The McGill Pain Questionnaire (MPQ) (Melzack 1975) is an important assessment tool for multidimensional pain measurement in both clinical practice and research. Despite widespread acceptance, empirical analyses have not consistently verified the 3 a-priori factors that guided the subclass construction of the Pain Rating Index (PRI) of the MPQ. This study compared the a-priori model with 2 qualitatively different factor models in 191 patients with oral mucositis pain at 3 days and 10 days following bone marrow transplantation. A semantic model defined by Sensory Action, Sensory Evaluation, and Affective Evaluation factors of subclass descriptor content fit better than the a-priori model and a model positing a single general pain factor. The 3 semantic PRI factors were highly intercorrelated, with the sensory factors correlating more highly with an independent visual analogue (VAS) pain scale.
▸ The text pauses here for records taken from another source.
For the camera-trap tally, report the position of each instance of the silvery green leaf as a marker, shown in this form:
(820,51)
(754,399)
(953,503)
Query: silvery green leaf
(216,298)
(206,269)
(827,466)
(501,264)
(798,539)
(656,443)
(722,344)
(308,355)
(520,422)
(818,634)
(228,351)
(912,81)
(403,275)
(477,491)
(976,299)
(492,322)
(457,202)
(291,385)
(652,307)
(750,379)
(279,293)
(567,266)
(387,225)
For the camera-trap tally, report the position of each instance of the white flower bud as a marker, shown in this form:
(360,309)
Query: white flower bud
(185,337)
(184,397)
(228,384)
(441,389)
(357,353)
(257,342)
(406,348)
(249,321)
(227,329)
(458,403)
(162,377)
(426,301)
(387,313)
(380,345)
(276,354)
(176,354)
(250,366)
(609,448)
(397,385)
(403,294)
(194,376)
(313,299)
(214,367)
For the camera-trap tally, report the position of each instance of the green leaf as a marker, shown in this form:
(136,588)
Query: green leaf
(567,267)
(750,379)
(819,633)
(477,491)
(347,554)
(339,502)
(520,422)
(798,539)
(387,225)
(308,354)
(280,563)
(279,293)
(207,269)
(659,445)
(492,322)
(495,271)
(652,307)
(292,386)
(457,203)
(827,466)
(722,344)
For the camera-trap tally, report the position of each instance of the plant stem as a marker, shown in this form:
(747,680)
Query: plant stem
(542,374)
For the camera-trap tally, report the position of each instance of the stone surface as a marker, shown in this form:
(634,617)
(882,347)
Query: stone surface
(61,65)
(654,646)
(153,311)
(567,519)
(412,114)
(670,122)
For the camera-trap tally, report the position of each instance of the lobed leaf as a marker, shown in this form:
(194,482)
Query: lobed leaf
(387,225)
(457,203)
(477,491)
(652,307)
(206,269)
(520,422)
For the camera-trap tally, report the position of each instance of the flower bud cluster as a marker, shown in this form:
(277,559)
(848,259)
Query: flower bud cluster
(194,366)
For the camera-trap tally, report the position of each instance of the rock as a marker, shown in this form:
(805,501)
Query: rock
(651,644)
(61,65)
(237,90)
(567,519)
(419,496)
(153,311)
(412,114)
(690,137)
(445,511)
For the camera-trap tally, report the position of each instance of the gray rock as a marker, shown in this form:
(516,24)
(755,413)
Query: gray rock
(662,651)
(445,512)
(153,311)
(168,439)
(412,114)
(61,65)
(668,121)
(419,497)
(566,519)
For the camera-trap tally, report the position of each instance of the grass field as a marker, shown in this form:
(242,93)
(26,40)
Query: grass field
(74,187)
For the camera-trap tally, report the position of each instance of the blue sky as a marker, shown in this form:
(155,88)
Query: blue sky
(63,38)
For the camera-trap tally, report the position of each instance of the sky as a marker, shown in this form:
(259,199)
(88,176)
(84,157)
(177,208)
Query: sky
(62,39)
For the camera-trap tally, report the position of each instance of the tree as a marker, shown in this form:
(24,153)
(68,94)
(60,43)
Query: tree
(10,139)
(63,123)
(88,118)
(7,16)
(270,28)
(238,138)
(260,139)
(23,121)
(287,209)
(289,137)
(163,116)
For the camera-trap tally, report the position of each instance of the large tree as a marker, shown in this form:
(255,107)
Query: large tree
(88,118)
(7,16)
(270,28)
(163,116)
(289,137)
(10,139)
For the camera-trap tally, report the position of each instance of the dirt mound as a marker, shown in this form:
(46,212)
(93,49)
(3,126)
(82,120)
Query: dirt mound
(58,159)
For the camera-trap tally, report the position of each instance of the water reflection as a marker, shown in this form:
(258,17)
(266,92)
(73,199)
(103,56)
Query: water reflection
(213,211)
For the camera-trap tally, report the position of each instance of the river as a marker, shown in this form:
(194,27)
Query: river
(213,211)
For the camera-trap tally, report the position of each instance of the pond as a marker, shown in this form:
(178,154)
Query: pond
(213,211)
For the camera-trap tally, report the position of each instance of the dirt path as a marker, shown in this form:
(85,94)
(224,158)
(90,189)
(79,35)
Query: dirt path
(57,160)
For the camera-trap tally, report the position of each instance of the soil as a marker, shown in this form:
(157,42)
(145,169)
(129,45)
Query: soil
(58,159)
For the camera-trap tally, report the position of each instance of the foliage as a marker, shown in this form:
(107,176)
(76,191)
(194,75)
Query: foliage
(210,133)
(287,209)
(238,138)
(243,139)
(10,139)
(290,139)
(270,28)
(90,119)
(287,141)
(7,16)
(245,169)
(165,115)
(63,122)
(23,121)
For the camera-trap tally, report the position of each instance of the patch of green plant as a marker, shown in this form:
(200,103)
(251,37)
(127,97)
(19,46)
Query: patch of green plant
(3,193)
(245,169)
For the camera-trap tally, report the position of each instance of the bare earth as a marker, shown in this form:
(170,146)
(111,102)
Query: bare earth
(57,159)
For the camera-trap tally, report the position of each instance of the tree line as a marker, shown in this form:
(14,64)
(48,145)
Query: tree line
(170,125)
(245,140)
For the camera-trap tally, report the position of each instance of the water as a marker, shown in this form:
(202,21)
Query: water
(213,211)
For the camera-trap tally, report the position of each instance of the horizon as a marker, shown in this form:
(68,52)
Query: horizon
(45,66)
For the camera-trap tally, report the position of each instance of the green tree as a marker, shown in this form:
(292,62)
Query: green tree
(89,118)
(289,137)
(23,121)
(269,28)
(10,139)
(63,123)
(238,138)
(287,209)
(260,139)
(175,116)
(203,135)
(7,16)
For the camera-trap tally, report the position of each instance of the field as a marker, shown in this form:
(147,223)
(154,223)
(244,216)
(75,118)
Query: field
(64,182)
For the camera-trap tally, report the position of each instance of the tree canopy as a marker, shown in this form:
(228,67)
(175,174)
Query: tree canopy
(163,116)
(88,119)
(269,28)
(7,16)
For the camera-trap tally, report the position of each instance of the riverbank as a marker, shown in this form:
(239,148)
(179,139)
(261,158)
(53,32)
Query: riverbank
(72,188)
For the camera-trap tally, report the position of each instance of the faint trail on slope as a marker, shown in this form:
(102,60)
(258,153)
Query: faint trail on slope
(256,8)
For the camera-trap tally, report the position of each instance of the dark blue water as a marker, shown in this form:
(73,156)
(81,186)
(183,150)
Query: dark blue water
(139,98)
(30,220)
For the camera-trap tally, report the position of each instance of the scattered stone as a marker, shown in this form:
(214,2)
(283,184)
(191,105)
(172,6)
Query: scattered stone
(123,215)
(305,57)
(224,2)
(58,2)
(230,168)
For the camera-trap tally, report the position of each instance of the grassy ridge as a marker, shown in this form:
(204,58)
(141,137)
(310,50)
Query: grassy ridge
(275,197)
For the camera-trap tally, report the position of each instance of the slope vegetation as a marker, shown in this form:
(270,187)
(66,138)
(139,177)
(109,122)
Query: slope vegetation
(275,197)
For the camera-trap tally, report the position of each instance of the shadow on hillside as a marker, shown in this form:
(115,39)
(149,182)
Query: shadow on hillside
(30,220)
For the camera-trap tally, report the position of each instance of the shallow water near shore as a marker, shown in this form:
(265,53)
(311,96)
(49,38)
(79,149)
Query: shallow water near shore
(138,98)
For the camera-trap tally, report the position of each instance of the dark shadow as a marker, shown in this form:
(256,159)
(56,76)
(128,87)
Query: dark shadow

Standardized factor regression coefficients between the two occasions of measurement ranged between 0.4 and 0.5. Mean factor change was greatest for Sensory Evaluation and lowest for Affective Evaluation. All analyses were conducted with the LISREL 7 structural equation modeling program. Although the factor analyses indicated an unambiguous ranking of PRI models according to statistical criteria, these theoretical results generalize poorly to simple scores formed by direct addition of the PRI subclasses. Summary scores can only approximate the unobserved factors and cannot retain the fine discriminations revealed by the theoretical factors. Psychometric considerations suggest that a single PRI total score will yield better practical measurement than any scoring rules based on multiple factors.